洪庄骂道:“这帮畜生!他们一定会为自己的所做所为付出代价。”
都以为洪老头的行动起来会很缓慢,可是他的步伐很快,根本就不似平日里那般缓慢,木门被推开,嘎吱作响,洪烈还没来得及把他喊回来,他就已经出门离去很远了。
洪烈无论怎么样去挪动自己的身体,都无法动得半分,他现在连翻个身都很难,只能看着洪老头离去的背影而懊悔万分,没能把他拦下来,他不想洪老头就这样去送死,他一定打不过那几个人,他们不仅有一身虬结的肌肉,更有一身功夫,是从小就习武长大的,洪老头只是一介农夫,况且又年过花甲,哪里来的力气跟他们打。
想到这里,他的心中更加难受,估计洪老头这把老骨头一去,就再也回不来了,他的眼睛里又涌出了晶莹的泪珠。
天空逐渐被乌云遮住,从远处吹来的风也愈来愈猛,并且夹杂着湿润的空气,穿行在深巷小道里。
韦庄主本来就是一个公公道道的人。
他的面前跪着几个人,正是昨日欺负洪烈夫妇的几个人,他们都低垂着脑袋,等待着韦庄主的惩罚,因为他旁边还站着一个人,不是谁,正是洪庄,他此刻脸色因为生气而变得铁青。

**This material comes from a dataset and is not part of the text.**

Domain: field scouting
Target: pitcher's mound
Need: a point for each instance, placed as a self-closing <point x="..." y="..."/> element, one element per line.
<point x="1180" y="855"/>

洪庄怒道:“韦庄主,你一定要替我儿子和儿媳妇做主啊,他们不仅出言不逊,还出手打了我儿子,玷污了我儿媳妇。”
韦广义已经知晓了事情的始终,他面上露出愤怒之色,二话没说,走上去给了几人各一脚,道:“你们几个还是人吗?这要是传出去,让我悠然山庄的脸面往哪搁啊?打了人家,还把人家妻子玷污了,你们简直是畜生都不如,从今天起,罚你们在柴房里干一个月的活,没有我的命令,谁也不准给他们任何施舍。”
那个管家被踢到后又跪了起来,垂着脑袋,别过头去露出了一丝邪笑。
几个人应道:“是。”
韦广义转过身,望着怒不可遏的洪庄,道:“庄兄,我做主,这事就算了吧,至少没有出什么人命,一会儿我让韦权给你拿一些银两,回去好生照料阿烈。”
洪庄听后握紧了拳头,他明白,这件事无论如何他都讨不到好处了,这几个作恶多端的人更不会受到什么实质性的惩罚。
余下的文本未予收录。